Aviso ao leitor
O texto frequentemente chamado de - Targum Jonathan de Êxodo - é mais precisamente identificado como Targum Pseudo-Jonathan de Êxodo, também associado à tradição do Targum Jerusalém. Não deve ser confundido com o Targum Jonathan propriamente dito, cuja designação histórica se aplica aos livros dos Profetas. Trata-se de uma tradução aramaica interpretativa do Êxodo hebraico, frequentemente mais expansiva que o Targum Onkelos, incorporando paráfrases, explicações legais, tradições narrativas e interpretações judaicas desenvolvidas durante sua complexa transmissão textual. Não constitui um livro bíblico independente nem integra, como obra separada, os cânones protestante, católico romano ou ortodoxo
ATENÇÃO
O texto frequentemente chamado de Targum Jonathan sobre Êxodo deve ser lido com atenção crítica redobrada, pois essa designação é, em geral, imprecisa no caso do Pentateuco. O que muitas edições chamam de “Targum Jonathan” em Êxodo corresponde, na realidade, ao Targum Pseudo-Jônatas, um targum palestino sobre a Torá cujo nome tradicional surgiu de um erro de leitura medieval da abreviação “TJ”, entendida como “Targum Jonathan” em vez de “Targum Jerusalmi”.

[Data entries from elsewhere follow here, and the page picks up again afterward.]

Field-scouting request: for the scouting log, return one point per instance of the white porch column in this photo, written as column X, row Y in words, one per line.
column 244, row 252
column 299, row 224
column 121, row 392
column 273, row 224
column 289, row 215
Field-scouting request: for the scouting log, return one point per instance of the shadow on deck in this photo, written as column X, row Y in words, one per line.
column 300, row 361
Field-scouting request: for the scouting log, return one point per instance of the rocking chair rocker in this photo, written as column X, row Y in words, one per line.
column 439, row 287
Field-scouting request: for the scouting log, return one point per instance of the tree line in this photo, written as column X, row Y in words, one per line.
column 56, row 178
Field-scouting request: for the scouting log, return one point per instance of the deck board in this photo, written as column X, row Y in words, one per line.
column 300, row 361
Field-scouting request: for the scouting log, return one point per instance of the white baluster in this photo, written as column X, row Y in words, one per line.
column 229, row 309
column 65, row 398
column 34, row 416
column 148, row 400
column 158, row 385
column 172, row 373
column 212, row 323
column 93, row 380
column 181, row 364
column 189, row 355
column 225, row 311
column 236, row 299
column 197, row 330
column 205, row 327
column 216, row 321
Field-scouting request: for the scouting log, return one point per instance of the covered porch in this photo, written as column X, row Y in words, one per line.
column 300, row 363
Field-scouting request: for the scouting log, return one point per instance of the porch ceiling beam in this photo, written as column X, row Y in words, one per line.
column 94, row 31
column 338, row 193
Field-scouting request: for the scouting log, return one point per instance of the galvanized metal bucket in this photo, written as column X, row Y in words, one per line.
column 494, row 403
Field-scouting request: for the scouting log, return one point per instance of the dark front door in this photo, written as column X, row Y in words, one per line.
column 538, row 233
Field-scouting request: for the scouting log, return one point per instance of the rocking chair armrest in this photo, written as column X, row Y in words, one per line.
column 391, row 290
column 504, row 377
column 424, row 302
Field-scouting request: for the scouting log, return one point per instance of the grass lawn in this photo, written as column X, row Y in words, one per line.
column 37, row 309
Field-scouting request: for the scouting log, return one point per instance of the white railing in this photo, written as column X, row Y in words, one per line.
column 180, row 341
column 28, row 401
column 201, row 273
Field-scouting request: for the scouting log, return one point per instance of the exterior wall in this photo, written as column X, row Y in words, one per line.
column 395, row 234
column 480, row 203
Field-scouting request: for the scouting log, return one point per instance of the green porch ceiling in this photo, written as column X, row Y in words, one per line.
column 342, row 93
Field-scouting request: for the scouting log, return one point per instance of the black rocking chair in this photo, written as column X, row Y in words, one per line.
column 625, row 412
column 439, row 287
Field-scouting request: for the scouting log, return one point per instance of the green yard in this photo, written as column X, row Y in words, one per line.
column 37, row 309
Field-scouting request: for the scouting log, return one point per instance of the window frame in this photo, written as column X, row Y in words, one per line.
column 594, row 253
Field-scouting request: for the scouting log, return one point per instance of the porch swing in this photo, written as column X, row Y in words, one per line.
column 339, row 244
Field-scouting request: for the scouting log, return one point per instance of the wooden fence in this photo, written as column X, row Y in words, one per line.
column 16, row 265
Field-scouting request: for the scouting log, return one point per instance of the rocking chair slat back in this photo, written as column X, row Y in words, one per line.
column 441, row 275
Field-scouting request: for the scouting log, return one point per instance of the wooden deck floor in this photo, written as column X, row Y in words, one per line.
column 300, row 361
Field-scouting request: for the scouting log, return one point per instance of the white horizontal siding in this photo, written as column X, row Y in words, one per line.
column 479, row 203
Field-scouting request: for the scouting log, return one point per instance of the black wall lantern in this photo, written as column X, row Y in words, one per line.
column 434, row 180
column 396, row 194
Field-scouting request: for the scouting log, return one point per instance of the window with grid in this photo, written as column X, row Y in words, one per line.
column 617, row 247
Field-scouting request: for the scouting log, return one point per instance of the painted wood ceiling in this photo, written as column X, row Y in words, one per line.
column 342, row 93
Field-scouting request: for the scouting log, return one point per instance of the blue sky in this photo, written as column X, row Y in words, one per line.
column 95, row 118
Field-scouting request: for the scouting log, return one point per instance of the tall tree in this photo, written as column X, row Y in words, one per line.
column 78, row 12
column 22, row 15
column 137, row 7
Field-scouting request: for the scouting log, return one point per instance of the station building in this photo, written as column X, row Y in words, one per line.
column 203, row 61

Trata-se de um Targum aramaico fortemente interpretativo, com ampliações narrativas, material aggádico, desenvolvimentos homiléticos e comentários embutidos que vão muito além de uma tradução literal do texto hebraico de Êxodo. Sua preservação nesta biblioteca se dá por alto valor histórico, linguístico, exegético e crítico, especialmente para compreender como a Torá foi traduzida, expandida e relida na tradição judaica. Recomenda-se leitura com discernimento, cautela e consciência de seu caráter tradutivo-interpretativo, distinguindo entre o texto hebraico base, a mediação aramaica targúmica e os acréscimos próprios da tradição rabínica.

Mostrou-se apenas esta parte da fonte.